47 Percenter Single Mom: 'Who Wants To Be Poor?'

'You Jerk': 47 Percenter Single Mom With Kids On Medicaid Responds To Romney

Gracie Fowler didn't earn enough money to pay income taxes last year. She won't make enough this year, either, and has turned to Medicaid to make sure her two small children have access to health care.

Despite what Mitt Romney seems to believe, she's not content to go on being one of the 47 percent of Americans who don't pay federal income taxes.

"Who wants to be poor? Half of Americans? What an ugly, ugly statement about Americans," said Fowler, a 35-year-old single mother who lives in Orlando, Fla. "Being poor has never been the place you want to be."

A secretly recorded video of a $50,000-per-person Romney fundraiser shows the Republican presidential nominee and former Massachusetts governor bemoaning the fact that 47 percent of Americans don't pay federal income taxes. He declares that they are people "who are dependent upon government, who believe that they are victims, who believe that government has a responsibility to care for them, who believe that they are entitled to health care, to food, to housing, to you name it."

"You just said about Americans that half of us are cool with feeling like we need a handout, we need to be babied?" said Fowler. "That's what you think of us? Us hard workers, us college-educated, us non-criminals, us parents, us workers?"

According to Romney, this group -- nearly half the country -- will always support President Barack Obama over him in the race for the White House. That's certainly the case with Fowler.

"You jerk. My children are entitled to health care.
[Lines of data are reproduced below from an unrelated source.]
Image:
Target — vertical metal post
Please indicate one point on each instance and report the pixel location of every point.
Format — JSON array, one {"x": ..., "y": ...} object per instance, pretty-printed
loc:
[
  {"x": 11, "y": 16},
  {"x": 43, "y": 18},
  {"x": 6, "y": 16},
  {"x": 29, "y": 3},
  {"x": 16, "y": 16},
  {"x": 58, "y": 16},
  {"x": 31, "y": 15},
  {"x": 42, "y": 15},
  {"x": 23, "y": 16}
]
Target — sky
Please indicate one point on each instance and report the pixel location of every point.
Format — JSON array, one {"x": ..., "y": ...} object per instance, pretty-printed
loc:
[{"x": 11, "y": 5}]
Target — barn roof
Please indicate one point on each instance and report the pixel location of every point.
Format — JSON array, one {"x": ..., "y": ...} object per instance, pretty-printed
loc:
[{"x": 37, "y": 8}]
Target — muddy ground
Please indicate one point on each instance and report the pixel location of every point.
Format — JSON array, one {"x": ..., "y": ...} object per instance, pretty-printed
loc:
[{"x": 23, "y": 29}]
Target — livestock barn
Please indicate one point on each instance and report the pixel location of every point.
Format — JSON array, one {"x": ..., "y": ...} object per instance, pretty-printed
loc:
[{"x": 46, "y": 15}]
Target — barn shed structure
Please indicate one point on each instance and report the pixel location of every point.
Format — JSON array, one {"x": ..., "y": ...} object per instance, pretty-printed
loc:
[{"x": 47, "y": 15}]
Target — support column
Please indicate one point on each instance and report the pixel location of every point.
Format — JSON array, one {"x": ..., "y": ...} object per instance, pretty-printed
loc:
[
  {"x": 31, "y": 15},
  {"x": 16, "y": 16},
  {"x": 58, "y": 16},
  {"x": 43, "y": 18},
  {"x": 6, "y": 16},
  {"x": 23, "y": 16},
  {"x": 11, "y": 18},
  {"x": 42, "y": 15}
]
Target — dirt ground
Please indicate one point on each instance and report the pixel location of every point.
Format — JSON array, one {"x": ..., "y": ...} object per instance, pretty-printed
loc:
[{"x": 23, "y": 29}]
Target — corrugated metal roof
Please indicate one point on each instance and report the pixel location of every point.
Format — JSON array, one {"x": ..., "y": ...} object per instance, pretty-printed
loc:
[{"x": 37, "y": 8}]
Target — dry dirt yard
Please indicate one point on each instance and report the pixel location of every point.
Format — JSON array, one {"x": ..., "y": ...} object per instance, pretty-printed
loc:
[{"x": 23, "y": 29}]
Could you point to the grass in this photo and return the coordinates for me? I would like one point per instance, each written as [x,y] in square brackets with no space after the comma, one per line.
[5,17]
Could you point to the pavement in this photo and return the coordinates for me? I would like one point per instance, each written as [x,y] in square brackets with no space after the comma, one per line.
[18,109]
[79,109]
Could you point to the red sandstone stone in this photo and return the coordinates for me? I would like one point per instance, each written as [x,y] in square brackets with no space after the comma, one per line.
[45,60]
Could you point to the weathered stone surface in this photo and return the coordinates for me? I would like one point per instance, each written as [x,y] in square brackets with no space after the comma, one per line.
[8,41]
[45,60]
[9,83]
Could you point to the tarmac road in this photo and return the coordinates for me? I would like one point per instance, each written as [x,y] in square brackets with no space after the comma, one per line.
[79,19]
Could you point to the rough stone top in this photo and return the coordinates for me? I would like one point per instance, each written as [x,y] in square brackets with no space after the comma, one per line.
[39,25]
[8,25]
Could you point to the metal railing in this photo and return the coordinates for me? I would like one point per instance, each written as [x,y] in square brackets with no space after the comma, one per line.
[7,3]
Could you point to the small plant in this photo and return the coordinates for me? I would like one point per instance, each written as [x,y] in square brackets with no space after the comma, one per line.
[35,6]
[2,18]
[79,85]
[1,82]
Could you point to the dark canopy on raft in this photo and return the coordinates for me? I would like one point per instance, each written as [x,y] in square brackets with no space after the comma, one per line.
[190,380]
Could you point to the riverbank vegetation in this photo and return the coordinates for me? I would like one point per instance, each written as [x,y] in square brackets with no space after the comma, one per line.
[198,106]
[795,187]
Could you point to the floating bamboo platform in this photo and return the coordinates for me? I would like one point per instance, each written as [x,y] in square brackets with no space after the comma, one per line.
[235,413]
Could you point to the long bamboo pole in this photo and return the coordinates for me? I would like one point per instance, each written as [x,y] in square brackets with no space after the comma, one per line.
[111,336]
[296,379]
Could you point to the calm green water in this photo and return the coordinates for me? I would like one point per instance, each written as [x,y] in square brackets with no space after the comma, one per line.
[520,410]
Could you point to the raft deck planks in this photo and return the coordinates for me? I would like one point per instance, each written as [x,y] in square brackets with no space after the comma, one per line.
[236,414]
They're humans," she said.

Fowler completed her college degree in May 2011 but has had a rough time finding work. She made $11 an hour at a mortgage-title processing company from January until earlier this month, when the firm laid her off. Fowler has been uninsured for most of the last decade but made sure her son, 8, and her daughter, 7, got covered by Medicaid. She isn't eligible for unemployment insurance because she didn't work long enough, and she said the job search has been "frustrating."

If Romney wins, the Medicaid benefits that allow Fowler's children to see a doctor could be in jeopardy. Romney and his running mate, Rep. Paul Ryan (R-Wis.), support transforming Medicaid from an entitlement program open to anyone who qualifies into a group of state-run programs that receive a lump sum of federal "block grants" every year.

Ryan's plan, adopted by House Republicans in March, would slash Medicaid funding by $810 billion starting next year. The result would be 14 million to 27 million fewer people with health care coverage, according to an analysis by the Urban Institute in Washington.

Since children make up half of Medicaid's 62 million enrollees, they would be vulnerable to the budget cuts. Romney also would repeal Obama's health care reform law, which is projected to add 11 million low-income uninsured people to Medicaid starting in 2014.

To Fowler, Romney's 47 percent are in reality the "half of us who are dying and crying every day, you know, having a hard time feeding our children." Fowler and her children also receive food stamps.

"You can't be in contempt for half the population and be president," Fowler said of Romney. "This is the message that you've just sent to Americans and it was off the chain."